Люди, которые сейчас сюда пришли, ничего об этом не знали. Для них это было темное, мрачное подземелье, где пахло земляным холодом, псиной и кровяной сыростью. Они знали, что размещены здесь временно — пока из них не будет сформирована рота... Но даже временно не хотели они жить плохо; и вот застучали топоры, приятно запахло свежим смолистым деревом, забелели нары, а печник Горбыль сложил печку и сам затопил ее. Здесь было несколько костромичей и Ярославцев, прирожденных плотников. Во главе их стал модельщик старинного московского завода — Моторин Николай Федорович, человек уже пожилой, но сохранивший веселый склад характера. У него на лице — сияюще-хитром — пышные рыжие усы. Он командовал и тут же показывал, мог прикрикнуть и высмеять,— его слушались, как мастера своего дела и столичного человека. Старый солдат, он дрался с немцами еще в первую мировую войну и мот разъяснить значение тех тяжелых ухающих и грохочущих звуков, которые доносились сюда: когда это был выстрел наших, находящихся неподалеку орудий, а когда — разрыв немецкого снаряда.

Николай Федорович все знал наперед. Правда, он предсказал, что оружие будет выдано в Москве—и оружия им не выдали... посулил, что им, как добровольцам, будут нашиты какие-то нашивки, и они не были нашиты... Но зато он высмеял печника Горбыля, который уверял, что на фронт перевезут их на машинах. И действительно, их отправили по шоссе маршем, и все время, пока они шли, Моторин подшучивал над Горбылем. Что ж, он, Моторин, был старый солдат, и если ему случалось ошибаться, об этом не поминали и продолжали во всем верить ему.

В течение дня в землянку прибывали все новые и новые бойцы, те, кому удавалось выбраться в район расположения дивизии из немецкого тыла...

К вечеру в блиндаже совсем обжились. Ужин был отличный: щи с бараниной, гречневая каша. Потом выдали сахар, чай и махорку,— в этой заботливой щедрости чувствовался фронт...

При свете самодельных, с треском горящих и воняющих бензином коптилок можно было писать письма, известить домашних и близких о том, что живы здоровы.

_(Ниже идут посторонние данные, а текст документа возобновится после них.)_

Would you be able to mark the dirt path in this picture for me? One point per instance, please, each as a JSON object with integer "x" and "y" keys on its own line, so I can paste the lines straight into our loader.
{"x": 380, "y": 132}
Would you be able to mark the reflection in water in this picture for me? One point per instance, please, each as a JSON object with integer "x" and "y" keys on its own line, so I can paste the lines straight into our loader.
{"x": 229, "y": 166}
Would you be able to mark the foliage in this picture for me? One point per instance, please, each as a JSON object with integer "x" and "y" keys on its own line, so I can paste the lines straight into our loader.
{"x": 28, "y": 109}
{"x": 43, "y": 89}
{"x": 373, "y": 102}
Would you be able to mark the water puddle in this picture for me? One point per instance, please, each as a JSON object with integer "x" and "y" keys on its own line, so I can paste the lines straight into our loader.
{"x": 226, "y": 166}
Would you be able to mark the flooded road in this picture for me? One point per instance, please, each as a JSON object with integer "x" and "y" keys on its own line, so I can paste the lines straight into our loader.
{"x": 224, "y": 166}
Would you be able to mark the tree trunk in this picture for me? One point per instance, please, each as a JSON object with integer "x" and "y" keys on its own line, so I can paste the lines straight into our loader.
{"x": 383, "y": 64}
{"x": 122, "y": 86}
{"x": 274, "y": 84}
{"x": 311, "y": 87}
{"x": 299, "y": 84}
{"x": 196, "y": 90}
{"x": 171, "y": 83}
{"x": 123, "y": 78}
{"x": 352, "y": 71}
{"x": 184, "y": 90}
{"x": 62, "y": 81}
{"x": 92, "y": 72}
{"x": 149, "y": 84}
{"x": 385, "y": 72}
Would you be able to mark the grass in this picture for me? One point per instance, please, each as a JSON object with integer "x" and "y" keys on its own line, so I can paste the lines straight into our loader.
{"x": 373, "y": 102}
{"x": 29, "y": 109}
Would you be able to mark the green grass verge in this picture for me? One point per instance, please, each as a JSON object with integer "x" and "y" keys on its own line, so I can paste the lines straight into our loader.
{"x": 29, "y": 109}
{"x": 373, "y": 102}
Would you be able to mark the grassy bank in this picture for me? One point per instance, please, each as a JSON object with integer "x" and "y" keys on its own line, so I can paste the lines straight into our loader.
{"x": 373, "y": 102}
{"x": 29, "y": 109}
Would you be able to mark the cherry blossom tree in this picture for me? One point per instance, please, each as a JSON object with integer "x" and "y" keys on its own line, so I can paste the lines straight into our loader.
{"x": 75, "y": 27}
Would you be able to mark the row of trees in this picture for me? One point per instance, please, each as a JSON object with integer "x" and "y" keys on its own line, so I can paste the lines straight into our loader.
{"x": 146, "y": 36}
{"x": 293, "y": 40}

Ночью, в двенадцатом часу, в роту было доставлено вооружение. Пулеметы и автоматы вынимали из ящиков, где они были бережно уложены. Винтовки же тащили охапками; среди них попадались заржавленные, у многих недоставало штыков и затворов, которые были принесены в землянку отдельно на большой рогоже с темно-бурыми пятнами запекшейся крови...

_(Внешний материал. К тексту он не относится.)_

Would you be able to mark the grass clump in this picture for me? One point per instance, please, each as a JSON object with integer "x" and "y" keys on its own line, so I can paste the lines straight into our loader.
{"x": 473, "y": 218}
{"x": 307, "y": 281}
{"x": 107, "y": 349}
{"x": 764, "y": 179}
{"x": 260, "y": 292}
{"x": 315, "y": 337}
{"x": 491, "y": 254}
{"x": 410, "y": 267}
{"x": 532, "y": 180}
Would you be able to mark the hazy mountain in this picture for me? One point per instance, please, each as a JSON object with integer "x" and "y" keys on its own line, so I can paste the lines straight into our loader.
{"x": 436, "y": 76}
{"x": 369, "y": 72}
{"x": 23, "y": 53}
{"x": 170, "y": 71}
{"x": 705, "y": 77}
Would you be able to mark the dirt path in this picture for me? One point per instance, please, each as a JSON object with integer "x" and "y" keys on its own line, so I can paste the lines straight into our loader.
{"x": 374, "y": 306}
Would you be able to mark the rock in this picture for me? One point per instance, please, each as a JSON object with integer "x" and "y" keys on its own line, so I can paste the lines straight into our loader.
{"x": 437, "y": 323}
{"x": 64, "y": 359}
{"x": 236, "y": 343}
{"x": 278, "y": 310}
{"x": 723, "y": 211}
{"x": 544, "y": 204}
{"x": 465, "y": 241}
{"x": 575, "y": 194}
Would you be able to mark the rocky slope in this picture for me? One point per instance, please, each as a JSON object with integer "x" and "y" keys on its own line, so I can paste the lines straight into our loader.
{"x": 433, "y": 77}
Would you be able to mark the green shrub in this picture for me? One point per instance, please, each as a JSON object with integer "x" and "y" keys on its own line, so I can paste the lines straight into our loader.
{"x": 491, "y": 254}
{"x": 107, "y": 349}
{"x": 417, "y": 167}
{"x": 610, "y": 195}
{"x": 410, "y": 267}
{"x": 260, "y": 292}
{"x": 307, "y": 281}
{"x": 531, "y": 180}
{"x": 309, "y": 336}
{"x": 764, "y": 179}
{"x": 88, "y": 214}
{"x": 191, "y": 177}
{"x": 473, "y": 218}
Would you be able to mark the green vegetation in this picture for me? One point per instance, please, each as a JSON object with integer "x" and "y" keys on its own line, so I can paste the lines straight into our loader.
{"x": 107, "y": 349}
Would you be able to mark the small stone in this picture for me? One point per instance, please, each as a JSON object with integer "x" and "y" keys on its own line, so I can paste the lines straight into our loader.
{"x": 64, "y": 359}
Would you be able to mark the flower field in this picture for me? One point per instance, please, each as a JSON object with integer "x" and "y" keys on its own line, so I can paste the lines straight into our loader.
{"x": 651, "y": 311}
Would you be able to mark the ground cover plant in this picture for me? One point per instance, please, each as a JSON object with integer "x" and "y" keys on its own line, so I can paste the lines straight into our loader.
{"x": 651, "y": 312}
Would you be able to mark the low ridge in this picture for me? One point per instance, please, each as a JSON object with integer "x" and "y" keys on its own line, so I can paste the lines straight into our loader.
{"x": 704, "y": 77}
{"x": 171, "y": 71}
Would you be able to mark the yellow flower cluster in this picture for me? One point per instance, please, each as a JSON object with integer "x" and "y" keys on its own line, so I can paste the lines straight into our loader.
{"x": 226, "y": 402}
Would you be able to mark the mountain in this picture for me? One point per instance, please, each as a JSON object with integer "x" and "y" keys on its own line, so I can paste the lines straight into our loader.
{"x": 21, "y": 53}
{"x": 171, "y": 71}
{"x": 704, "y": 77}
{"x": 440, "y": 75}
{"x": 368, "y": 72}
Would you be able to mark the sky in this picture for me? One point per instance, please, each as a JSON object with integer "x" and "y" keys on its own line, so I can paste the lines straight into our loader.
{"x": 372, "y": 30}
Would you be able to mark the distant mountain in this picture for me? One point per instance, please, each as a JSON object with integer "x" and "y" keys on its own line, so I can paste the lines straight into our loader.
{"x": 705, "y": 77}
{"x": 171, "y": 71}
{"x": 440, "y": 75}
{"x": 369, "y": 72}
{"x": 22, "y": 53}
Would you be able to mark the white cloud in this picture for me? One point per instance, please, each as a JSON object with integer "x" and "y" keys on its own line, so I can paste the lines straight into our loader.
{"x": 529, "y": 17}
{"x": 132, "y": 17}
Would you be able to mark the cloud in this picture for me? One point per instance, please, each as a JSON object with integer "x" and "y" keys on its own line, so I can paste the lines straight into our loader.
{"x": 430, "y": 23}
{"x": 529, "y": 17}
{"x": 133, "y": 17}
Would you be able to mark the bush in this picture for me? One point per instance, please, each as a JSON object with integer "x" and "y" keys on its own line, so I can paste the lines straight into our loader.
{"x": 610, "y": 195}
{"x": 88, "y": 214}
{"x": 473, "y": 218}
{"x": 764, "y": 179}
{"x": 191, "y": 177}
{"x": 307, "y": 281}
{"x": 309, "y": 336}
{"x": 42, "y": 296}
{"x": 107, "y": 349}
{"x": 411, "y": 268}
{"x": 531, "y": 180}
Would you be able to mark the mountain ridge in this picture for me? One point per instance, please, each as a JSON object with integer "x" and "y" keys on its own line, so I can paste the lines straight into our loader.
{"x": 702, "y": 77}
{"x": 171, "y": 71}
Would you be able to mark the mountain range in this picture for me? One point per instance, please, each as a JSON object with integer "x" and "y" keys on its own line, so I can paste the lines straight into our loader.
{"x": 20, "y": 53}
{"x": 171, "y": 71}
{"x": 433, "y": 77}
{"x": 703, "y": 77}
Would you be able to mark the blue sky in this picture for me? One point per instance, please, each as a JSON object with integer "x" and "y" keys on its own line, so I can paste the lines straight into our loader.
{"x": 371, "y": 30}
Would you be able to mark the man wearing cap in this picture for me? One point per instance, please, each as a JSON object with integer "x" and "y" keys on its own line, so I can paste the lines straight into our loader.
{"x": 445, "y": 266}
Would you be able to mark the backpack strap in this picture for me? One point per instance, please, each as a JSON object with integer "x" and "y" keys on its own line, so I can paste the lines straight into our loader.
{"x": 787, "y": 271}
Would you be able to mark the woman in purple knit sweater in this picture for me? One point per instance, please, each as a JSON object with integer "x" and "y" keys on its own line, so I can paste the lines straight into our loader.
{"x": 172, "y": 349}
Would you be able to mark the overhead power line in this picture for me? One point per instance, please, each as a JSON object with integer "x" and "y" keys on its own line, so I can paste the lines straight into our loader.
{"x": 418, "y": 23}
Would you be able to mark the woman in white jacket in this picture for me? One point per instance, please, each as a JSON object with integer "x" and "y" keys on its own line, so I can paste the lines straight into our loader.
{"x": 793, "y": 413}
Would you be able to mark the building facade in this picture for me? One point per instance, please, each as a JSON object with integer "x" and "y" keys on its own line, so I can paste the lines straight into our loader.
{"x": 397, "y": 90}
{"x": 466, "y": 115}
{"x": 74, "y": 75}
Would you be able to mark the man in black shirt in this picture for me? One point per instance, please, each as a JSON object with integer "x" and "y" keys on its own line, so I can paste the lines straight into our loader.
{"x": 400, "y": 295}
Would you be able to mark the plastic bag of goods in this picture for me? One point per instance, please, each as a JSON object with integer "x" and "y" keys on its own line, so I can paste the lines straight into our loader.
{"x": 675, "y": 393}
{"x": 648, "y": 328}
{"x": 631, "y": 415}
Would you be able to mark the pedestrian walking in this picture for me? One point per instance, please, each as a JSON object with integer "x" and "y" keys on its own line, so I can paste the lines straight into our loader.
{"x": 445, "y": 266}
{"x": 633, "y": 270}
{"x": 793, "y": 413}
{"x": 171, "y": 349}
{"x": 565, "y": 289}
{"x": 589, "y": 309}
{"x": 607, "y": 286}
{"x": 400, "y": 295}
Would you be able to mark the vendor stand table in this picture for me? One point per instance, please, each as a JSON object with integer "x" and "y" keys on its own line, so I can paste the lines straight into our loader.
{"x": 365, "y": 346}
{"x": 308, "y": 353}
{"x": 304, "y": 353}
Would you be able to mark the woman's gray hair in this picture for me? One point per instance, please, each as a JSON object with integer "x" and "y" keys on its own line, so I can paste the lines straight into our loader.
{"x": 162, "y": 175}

На все лады расхваливая "родимую тульскую трехлинейную", Николай Федорович разобрал свою винтовку. Он до блеска протирал каждую часть, щелоком удаляя ржавчину, и потом нежно смазывал маслом. Но как похвалить, в противовес не обругав! И Николай Федорович ругал того неизвестного бойца, который довел винтовку до ржавости...

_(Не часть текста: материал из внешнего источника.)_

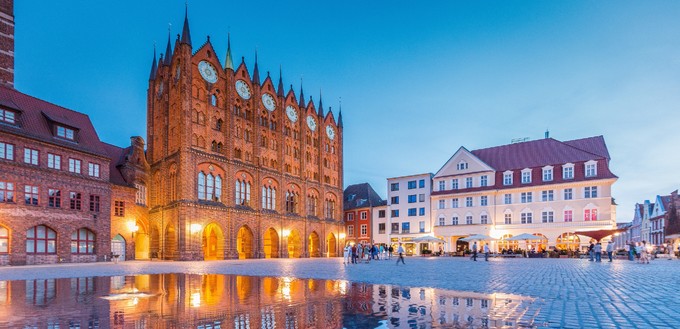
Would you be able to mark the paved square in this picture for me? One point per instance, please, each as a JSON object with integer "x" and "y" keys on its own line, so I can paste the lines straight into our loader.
{"x": 571, "y": 293}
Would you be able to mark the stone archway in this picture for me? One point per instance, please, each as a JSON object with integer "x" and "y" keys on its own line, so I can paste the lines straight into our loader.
{"x": 314, "y": 247}
{"x": 331, "y": 245}
{"x": 294, "y": 244}
{"x": 213, "y": 242}
{"x": 271, "y": 243}
{"x": 244, "y": 242}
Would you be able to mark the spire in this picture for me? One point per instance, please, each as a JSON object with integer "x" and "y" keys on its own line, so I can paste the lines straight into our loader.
{"x": 279, "y": 91}
{"x": 168, "y": 50}
{"x": 229, "y": 63}
{"x": 256, "y": 72}
{"x": 152, "y": 75}
{"x": 320, "y": 106}
{"x": 302, "y": 96}
{"x": 186, "y": 36}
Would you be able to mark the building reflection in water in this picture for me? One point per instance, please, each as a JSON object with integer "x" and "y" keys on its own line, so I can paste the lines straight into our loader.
{"x": 229, "y": 301}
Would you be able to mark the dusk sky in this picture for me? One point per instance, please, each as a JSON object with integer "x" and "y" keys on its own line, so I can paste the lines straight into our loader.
{"x": 417, "y": 80}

— Да, может, он покойник уже! Может, он, как это говорится, доблестно отдал жизнь в сражении, а вы о нем такие слова нехорошие,— сказал неодобрительно Горбыль.

Моторин взглянул на него с сожалением.

— Эх, молодой человек...— сказал он, хотя у печника усы были ничуть не меньше, чем у Моторина, черные, с сединою, и нос, как древесный гриб,— широкий и поросший черными волосками.— Эх, молодой человек, не знаете вы старой истории про солдата германской войны, одногодка моего Куроптева, который погиб на Карпатах. Встал он на голос архангеловой трубы и явился на страшный суд с винтовкой в руках. А уж там каждый о себе докладывает: я нищим подавал, а я по средам водки не пил и прочие всякие благие дела... Ну, а Куроптев — щелк затвором, да к небесному маршалу Гавриилу — гляди, мол! Поглядел тот, а винтовка лоснится, хотя тыщу лет под землей пролежала. Вопрос — почему так? Да потому — смазана.

В этом месте рассказа латыш Рекстынь — большой, круглолицый, белесый — одобрительно кивнул головой.

Однако, когда Моторин, похвалив русскую винтовку, тут же пренебрежительно ругнул автомат, которого он совсем не знал, так как в старой армии их не было, Рекстынь вступился и сказал, что "даже грудной мальчик понимает, что семьдесят пять патронов интересней, чем пять...".

— Меткости такой не будет,— не сдавался Моторин.

— Я завтра у тебя с головы яблоко сшибу своим автоматом, как знаменитый стрелок Вильгельм Телль,— сказал Рекстынь.

Моторин покачал головой.

— Вильгельм..:—протянул он насмешливо.:.— Может, он у немцев знаменитый, но против нашего Куроптева...

— Он был не немец, а швейцарец...

— Швейцарец? — переспросил Моторин.— Это все равно что австрияк,— сказал он уверенно.

Рекстынь хотел возразить, но только махнул рукой. Он был застенчив и, хотя прожил в России больше двадцати лет, не слишком надеялся на свой русский язык...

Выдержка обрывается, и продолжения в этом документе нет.